Almost everyone Insider spoke with in Moscow cited soaring inflation as the most egregious problem
The Central Bank of Russia, which doubled the key interest rate to 20% after the invasion, will meet again on Friday to decide whether to raise rates again.
"We have been really light on risk, and we are overweight on oil, but inflation hurts everyone," said Konstantin Gusev (not his real name), a 47-year-old fund manager. "This you can't trade."

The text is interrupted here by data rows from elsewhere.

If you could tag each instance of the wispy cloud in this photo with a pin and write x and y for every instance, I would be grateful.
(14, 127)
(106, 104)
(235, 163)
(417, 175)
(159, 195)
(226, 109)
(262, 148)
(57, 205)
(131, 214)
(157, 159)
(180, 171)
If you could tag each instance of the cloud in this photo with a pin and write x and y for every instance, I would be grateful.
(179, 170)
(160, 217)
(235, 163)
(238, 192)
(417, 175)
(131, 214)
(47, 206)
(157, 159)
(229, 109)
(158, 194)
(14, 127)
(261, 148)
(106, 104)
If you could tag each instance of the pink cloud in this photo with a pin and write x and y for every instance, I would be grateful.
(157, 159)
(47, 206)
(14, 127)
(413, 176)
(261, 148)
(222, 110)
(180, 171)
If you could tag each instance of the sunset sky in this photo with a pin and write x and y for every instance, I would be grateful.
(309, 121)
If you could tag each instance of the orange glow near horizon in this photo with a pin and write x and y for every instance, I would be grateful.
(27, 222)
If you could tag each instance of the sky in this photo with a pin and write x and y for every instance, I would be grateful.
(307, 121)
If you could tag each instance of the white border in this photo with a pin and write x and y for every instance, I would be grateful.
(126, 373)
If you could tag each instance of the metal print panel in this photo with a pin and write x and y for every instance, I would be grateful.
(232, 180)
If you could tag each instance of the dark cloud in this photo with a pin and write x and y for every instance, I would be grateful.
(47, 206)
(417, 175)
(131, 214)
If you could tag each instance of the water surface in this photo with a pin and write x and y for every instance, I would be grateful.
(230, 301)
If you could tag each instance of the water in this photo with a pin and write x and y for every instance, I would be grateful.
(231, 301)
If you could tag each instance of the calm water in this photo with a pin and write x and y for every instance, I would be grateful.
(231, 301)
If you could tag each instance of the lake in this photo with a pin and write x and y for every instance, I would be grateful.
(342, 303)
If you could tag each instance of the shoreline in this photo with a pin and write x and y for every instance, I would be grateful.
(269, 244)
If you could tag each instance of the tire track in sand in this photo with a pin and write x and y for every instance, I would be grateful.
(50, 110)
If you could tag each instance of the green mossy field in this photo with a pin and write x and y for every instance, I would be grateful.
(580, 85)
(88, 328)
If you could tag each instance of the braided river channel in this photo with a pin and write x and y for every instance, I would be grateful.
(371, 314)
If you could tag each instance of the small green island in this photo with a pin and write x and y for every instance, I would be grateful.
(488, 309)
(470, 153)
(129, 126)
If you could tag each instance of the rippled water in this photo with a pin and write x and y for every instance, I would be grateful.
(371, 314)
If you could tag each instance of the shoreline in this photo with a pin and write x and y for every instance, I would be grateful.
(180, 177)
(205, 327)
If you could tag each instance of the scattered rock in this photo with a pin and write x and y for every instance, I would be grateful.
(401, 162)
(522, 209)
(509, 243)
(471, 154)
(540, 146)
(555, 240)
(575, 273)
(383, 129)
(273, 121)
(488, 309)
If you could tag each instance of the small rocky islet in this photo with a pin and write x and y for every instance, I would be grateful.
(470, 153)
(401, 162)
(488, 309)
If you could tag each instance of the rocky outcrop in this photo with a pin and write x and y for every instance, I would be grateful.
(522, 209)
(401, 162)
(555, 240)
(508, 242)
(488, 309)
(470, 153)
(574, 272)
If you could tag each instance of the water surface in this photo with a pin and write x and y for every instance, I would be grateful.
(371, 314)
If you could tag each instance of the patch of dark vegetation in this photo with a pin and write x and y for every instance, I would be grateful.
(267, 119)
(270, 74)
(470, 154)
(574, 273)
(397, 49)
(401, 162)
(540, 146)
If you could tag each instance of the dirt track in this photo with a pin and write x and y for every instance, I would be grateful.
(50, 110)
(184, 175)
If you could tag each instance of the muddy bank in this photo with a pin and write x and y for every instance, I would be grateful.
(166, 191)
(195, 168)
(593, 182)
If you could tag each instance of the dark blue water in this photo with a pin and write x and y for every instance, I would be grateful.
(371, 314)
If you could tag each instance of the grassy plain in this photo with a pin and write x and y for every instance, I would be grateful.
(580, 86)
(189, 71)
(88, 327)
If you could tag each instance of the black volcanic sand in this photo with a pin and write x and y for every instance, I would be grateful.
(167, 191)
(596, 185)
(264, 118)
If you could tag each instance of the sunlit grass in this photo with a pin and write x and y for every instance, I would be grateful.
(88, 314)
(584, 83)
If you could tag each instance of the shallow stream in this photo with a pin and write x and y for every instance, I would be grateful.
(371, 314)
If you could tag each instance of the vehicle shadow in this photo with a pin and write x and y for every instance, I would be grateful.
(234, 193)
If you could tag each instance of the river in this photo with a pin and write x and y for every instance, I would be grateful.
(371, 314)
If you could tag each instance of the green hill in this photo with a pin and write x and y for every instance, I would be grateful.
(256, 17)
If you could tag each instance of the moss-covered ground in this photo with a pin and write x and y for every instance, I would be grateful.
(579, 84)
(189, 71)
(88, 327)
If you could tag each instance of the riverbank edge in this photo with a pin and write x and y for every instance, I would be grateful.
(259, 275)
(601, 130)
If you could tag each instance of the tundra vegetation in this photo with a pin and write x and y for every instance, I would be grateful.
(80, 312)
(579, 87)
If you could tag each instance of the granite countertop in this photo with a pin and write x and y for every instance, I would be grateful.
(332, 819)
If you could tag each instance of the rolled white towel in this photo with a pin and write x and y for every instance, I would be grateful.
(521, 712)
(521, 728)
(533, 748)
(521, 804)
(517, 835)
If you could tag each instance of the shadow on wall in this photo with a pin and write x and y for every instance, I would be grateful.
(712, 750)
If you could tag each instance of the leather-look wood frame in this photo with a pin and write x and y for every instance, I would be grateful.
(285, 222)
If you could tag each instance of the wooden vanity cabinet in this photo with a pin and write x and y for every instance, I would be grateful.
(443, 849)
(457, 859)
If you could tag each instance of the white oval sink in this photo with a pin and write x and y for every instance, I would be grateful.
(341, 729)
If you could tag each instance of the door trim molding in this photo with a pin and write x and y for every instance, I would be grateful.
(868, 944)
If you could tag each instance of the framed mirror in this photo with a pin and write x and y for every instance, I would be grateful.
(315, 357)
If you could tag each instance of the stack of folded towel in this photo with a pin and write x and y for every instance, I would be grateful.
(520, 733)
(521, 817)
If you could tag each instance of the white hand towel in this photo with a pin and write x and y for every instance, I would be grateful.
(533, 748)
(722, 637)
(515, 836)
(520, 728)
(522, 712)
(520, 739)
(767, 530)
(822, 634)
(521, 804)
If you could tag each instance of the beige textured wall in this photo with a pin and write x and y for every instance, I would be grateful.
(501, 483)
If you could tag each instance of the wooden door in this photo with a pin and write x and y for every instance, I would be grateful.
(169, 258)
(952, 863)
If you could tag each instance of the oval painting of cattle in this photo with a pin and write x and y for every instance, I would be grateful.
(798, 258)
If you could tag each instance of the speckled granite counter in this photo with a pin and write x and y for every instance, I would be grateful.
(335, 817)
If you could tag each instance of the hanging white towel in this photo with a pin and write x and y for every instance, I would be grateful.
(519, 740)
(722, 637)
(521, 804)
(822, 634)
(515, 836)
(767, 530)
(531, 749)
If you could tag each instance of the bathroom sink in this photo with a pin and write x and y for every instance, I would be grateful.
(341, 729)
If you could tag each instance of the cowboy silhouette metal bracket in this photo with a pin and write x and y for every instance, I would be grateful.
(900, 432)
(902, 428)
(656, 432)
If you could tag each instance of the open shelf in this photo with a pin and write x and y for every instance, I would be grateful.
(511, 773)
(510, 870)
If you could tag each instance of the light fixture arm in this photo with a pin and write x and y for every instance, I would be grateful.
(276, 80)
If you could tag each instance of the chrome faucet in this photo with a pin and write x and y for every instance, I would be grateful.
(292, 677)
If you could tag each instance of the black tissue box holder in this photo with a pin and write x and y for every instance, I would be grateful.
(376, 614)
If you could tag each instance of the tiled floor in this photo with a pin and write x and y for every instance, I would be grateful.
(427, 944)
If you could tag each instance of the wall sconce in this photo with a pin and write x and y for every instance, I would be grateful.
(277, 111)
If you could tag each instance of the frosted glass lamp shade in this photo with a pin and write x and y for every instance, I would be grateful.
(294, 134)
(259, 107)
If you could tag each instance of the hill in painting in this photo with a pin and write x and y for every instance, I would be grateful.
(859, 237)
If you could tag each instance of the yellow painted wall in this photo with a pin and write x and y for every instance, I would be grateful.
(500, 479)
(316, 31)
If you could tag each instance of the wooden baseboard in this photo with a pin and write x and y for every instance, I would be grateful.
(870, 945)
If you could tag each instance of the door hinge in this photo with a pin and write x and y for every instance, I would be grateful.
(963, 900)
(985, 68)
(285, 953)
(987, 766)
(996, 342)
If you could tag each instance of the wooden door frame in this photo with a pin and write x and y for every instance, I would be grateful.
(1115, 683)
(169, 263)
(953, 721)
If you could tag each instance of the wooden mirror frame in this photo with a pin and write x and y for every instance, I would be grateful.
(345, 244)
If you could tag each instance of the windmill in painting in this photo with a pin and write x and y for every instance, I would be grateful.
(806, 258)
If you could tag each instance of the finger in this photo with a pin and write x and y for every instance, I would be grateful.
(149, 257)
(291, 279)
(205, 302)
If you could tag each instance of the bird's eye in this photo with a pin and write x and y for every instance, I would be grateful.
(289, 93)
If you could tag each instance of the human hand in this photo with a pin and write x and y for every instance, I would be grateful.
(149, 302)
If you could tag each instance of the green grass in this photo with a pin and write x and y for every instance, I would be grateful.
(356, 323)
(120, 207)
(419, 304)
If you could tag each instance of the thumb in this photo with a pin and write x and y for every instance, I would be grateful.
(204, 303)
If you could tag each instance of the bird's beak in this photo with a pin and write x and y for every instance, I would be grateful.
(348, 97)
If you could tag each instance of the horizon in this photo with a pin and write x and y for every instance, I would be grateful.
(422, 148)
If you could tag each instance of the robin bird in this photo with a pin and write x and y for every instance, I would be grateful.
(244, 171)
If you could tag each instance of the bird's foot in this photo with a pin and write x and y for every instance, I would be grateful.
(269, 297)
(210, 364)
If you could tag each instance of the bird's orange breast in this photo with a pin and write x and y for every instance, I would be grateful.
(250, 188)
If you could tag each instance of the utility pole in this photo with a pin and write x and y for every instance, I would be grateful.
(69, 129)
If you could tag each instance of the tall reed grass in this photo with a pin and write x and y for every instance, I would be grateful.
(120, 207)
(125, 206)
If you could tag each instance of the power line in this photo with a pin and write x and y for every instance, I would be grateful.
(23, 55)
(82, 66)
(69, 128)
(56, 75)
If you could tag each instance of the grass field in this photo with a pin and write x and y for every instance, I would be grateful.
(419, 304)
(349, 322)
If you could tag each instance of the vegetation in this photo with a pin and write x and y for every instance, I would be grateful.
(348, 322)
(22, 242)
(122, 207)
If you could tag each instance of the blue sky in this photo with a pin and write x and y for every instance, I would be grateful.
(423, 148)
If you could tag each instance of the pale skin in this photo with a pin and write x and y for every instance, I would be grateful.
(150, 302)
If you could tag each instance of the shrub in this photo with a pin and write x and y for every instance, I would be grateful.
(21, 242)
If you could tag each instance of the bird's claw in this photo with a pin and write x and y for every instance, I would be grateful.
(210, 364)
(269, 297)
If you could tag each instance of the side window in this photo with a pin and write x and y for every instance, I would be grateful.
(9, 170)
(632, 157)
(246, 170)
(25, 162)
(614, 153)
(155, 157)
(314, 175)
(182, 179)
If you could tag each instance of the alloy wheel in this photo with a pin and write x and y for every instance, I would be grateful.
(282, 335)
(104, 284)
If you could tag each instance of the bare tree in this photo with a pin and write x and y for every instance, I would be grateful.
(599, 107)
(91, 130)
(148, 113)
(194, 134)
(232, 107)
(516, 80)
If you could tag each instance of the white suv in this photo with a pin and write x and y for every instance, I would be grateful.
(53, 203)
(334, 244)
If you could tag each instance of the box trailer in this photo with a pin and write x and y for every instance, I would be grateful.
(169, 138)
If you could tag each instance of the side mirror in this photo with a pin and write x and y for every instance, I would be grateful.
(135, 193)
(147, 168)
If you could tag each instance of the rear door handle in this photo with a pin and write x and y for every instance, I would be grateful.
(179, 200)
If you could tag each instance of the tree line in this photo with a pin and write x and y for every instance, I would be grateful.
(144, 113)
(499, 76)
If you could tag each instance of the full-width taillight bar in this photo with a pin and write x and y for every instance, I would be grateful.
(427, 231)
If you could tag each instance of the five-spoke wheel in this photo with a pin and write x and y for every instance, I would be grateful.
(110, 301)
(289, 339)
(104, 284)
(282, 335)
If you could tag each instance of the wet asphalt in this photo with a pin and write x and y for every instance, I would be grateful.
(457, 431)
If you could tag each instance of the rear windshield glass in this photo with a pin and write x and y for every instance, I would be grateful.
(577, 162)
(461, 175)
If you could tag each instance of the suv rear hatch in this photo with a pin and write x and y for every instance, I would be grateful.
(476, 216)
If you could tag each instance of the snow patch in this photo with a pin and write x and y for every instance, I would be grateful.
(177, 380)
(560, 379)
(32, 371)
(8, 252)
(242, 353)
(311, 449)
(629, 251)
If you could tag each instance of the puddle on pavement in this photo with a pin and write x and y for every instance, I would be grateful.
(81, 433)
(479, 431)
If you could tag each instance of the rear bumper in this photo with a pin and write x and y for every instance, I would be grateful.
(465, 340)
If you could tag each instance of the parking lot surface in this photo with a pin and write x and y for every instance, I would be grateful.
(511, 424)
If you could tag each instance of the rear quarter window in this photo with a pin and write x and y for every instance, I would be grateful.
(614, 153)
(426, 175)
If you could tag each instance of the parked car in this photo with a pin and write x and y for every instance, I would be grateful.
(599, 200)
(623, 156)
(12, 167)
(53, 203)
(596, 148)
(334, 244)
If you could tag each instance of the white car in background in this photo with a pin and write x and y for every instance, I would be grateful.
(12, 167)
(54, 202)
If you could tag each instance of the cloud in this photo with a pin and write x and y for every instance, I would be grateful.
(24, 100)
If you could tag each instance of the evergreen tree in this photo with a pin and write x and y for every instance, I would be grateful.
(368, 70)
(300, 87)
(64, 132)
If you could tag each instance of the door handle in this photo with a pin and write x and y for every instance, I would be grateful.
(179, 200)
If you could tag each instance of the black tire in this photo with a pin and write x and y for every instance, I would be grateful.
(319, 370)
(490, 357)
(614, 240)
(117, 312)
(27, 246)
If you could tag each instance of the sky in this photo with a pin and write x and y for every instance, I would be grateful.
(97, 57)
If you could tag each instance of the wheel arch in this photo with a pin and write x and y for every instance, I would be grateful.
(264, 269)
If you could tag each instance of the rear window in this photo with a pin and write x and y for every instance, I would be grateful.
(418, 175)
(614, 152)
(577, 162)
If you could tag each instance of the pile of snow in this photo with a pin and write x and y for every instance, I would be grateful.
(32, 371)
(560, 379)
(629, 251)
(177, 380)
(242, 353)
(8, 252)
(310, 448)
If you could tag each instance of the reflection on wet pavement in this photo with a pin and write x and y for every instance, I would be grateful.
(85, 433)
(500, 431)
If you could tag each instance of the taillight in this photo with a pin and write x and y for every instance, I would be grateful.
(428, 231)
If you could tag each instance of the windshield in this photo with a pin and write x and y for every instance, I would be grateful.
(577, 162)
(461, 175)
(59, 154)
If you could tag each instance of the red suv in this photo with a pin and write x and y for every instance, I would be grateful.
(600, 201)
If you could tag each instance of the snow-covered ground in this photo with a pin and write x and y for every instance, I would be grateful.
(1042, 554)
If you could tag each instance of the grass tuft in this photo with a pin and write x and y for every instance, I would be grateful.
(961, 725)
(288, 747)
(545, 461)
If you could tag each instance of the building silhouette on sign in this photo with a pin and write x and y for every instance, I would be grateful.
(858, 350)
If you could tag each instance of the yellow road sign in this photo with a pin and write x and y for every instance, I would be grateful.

For Gusev, the crisis is a lethal cocktail reminiscent of the 1998 sovereign default, the 2008 credit crunch, and the break-up of Yukos, the oil company formerly owned by the Russian oligarch Mikhail Khodorkovsky, who famously fell out with President Vladimir Putin.
"We are at the point of no return," said Gusev, who has sent his son to Israel to escape conscription. "And I saw the Yukos destruction when no one said it would happen. Once the machine starts, you can't stop it. That's the risk now."
Putin warned last week that Russians should be prepared for an increase in unemployment over the coming weeks, blaming the West and Russian "traitors" for attacking Russia and the Russian economy.
Putin on Friday also nominated Elvira Nabiullina to serve another five-year term at the helm of the central bank, amid widespread rumors that she tried to resign twice in disgust at the war.
Elina Ribakova, the deputy chief economist at the Institute of International
"We have to rethink the way we think about Russia," Ribakova said in a podcast with the publication BNE IntelliNews. "We have gone from an open economy to one that is going to look more like that of Iran."